Tuesday, March 30, 2010

I Hate Starting

I have a love/hate relationship with starting a new novel. I love doing the outline and writing the synopsis. That’s were all the truly memorable stuff happens. After a reader reads a book and someone asks him what the book is about, he is going to relay portions of they outline or synopsis. He won’t remember most of the details of conversations in the book. He may remember a few select scenes, but mostly he will remember the story at a high level. What I hate about starting a new novel is the low word count. When I turned off my computer and went to bed the other day, I had 1,600 words and I hadn’t yet completed chapter one. There’s a lot of words between now and the end.

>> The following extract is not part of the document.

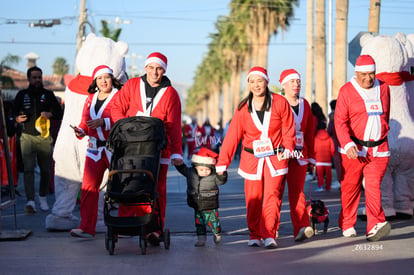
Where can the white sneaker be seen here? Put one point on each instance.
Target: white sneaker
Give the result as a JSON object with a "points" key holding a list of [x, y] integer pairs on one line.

If you look at the outline and synopsis, what you see are some of the high points. Things like “woman doesn’t have much to say about why she is there, but Sara discovers that the girl is the daughter of someone involved with the movie.” Those twenty-six words could turn into 2,600 words by the time I flesh out the scenes, or it could be a couple hundred. And if it is a couple hundred, what am I going to do to fill in the rest? And how do we turn those twenty-six words into emotionally charged scenes? On it’s own, it has conflict, but we need to stretch that out and crank it tight.



While I may love the concept of a story, I find that I don’t usually love my novel until I’m deep into it. Sometimes I’m in the second draft before I truly love it, but that comes weeks after starting the novel. But start we must, if we ever hope to finish.